Tammy L. (tammyluck) says
I didn’t mean to imply that only non-profits pay less for more flexibility (and that all non-profit positions offer that flexibility – mine did, but I know that is not universal). I have made the conscious choice of selecting more free time than salary throughout my career. I view my time outside work as what gives my life value. Only one of my numerous positions have been in the non-profit world, the rest have been with corporations, but ones that don’t pay as well. This has been a deliberate choice on my part. My point was that the gender pay gap should be comparing apples to apples, which it often is not.

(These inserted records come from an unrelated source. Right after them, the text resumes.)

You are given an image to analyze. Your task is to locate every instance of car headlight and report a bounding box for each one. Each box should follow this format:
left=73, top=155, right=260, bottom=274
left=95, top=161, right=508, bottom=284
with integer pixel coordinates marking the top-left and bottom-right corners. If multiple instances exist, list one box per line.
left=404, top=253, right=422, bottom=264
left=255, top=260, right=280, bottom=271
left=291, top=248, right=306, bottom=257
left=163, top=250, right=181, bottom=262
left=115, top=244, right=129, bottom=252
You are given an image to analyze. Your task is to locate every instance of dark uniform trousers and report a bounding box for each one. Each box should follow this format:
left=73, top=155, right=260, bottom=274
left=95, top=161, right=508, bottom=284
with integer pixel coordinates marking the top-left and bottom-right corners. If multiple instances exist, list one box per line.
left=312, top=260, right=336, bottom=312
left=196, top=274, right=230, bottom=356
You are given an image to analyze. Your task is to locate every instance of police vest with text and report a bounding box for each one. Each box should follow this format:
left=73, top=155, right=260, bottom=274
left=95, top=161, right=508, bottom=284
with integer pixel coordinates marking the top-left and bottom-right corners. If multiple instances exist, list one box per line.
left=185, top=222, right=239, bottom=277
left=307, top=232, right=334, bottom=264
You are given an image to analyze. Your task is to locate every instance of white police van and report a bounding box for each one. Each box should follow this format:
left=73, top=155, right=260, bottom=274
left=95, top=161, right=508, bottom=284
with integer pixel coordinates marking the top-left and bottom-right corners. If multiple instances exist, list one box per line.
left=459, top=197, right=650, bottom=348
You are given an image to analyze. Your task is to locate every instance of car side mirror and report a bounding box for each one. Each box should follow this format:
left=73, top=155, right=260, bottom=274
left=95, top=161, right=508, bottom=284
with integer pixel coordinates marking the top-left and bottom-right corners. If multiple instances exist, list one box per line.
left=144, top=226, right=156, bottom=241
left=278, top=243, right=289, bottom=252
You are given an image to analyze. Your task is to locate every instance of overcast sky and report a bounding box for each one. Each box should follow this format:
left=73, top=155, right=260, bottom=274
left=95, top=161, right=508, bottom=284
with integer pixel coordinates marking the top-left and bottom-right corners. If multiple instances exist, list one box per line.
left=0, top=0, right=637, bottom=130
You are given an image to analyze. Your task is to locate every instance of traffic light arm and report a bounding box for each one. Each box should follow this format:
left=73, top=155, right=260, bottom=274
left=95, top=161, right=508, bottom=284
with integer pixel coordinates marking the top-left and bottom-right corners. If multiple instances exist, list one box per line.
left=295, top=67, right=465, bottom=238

I definitely agree that women should all take negotiation skills classes. It is amazing how different the process can be when potential hires view themselves as being in a position of strength (whether that is true or not is immaterial) versus simply grateful for a job offer. That mental shift, which was the focus of the workshop I took, has made all the difference in the world to my approach and confidence in standing up for myself when it comes to salary.
Mutant Supermodel says
Impossible dream? No. Impossible in my lifetime? Most likely yes.
Morgana Morgaine says
Ms. Coontz speaks of “structural impediments to living our egalitarian values”–my take on this is that American culture is so conflicted and “at war” about whether our culture should continue as an I-me-and mine focused culture or a “all of us” culture basing our decisions and love of country on the “we” of us, making basic decisions for thriving on the basis of the “good for all”, broadly speaking.
I look at Sweden and Denmark (all the Scandinavian countries actually) and somehow they “evolved” to creating cultures that honor and value safety nets rather than disparaging safety nets as “taker” nets! I too am so tired of this whole ongoing why are we not equal thing and have become more “go for the jugular”!
Read “Unplugging the Patriarchy” by Lucia Renee (and this is NOT just a woman’s issue but a human issue–getting out from under the foot of a 5000 year old “winner take all” dominant thoughtform–).
My take? Everything will change out “there” when women really change “in “here”–within themselves and believe it—give up speaking in baby little girl voices, sink down into their power center and act like we are in control of our own destinies–body posture and voice quality are huge in this—I quote from the book: “If you think of yourself as being feminine–in the sense of being weak, genteel, CONSTANTLY SELF EFFACING, always cleaning up after others–then you misunderstand your power and YOUR PURPOSE….WE are approaching an Age of Women. It’s imperative that women throw off their conditioning and begin to stand in their own power.”
I too wrote in my own book that borderless broads only result when we throw off our deeply embedded social training and believe ourselves to be pivotal to this time in our human evolution and it is OK to fake it until you feel it and believe it!.
See Amy Cuddy ofnTed.com and this article (body language, power poses).
absence of alternatives says
Thank you! You said exactly what I have been saying to myself inside my head (or out loud when I am driving) but of course a lot more eloquently. I believe Stephanie Coontz was the one who said something about women not only have to do it all, they also look hot while doing it all. AND that’s exactly my point!